By: Paul Schattenberg, 210-859-5752, email@example.com
Contact: Nikki Dictson, 979-458-5915, firstname.lastname@example.org
DALLAS – The Texas Watershed Planning Program of the Texas Water Resources Institute and Texas A&M AgriLife Research are co-hosting a two-course series on watershed stakeholder engagement for water and natural resources professionals June 13-14 in Dallas.
“Getting in Step – Top 10 Outreach Tips that Won’t Break the Bank,” will be from 9 a.m.-4 p.m. June 13 at the Texas A&M AgriLife Research and Extension Center, 17360 Coit Road.
The second course, “Stakeholder Facilitation: Working with Stakeholders to Move the Process Forward,” will be from 9 a.m.-4 p.m. June 14 at the same location.
Registration for each course is $75 or $130 for both.

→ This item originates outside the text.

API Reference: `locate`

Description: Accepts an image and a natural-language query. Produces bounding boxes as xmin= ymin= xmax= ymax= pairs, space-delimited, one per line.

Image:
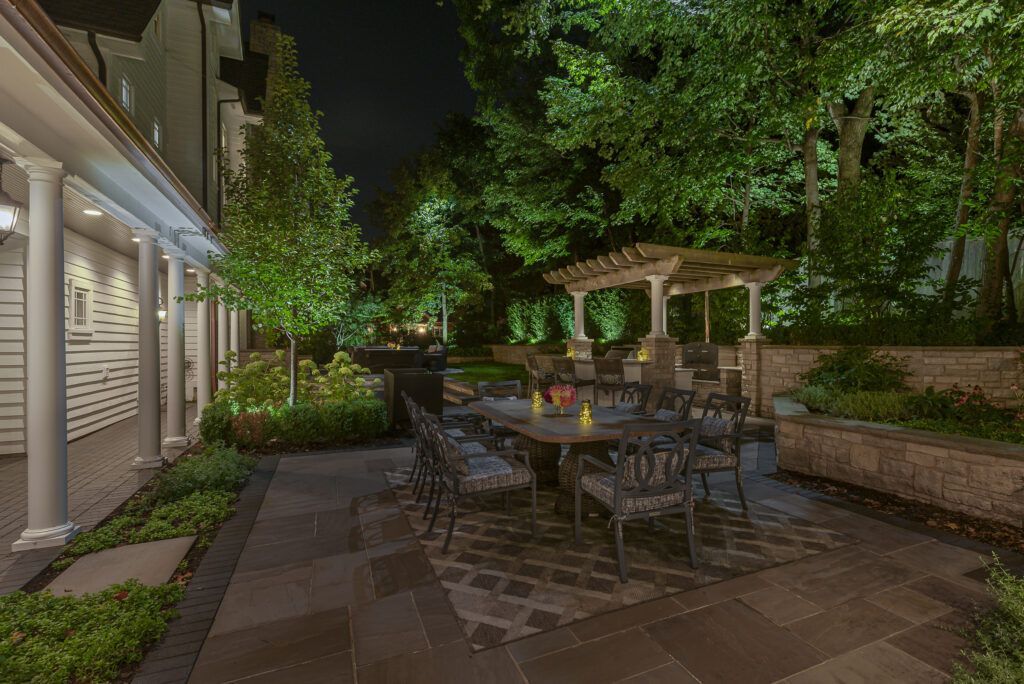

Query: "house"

Nikki Dictson, Texas A&M AgriLife Extension Service program specialist and manager of the institute’s watershed program in College Station, said this two-course series begins with directions on how to develop an outreach campaign to engage stakeholders, followed by instruction on how to facilitate and keep stakeholders engaged throughout the process.
“These courses are for any natural resource or water professional who is working on outreach or with partners and stakeholders to facilitate a planning process,” she said.
Charlie MacPherson of Tetra Tech, an environmental engineering and consulting firm based in Pasadena, California, is the instructor for both courses. Dictson said MacPherson helped develop the Getting in Step outreach series and guidebooks for the U.S. Environmental Protection Agency.
“Stakeholder engagement is more than just holding a public hearing or seeking public comment on a new regulation,” MacPherson said. “Effective stakeholder engagement provides a method for identifying public concerns and values, developing consensus among affected parties, and producing efficient and effective solutions through an open, inclusive process.”
Dictson said the Getting in Step course will highlight practical tips and tools used to effectively engage and involve stakeholders throughout a watershed area.
She said the stakeholder facilitation course will address determining who needs to be involved, making meetings count, diffusing conflict, making decisions using a consensus-based approach and sustaining the stakeholder group.
“Outreach is a powerful tool to get stakeholders involved early in the watershed planning process, promoting behavior change and enhancing the implementation of your programs,” Dictson said.
Dictson said the watershed planning program is able to offer these courses thanks to funding through a Clean Water Act nonpoint grant provided by the Texas State Soil and Water Conservation Board and the U.S. Environmental Protection Agency.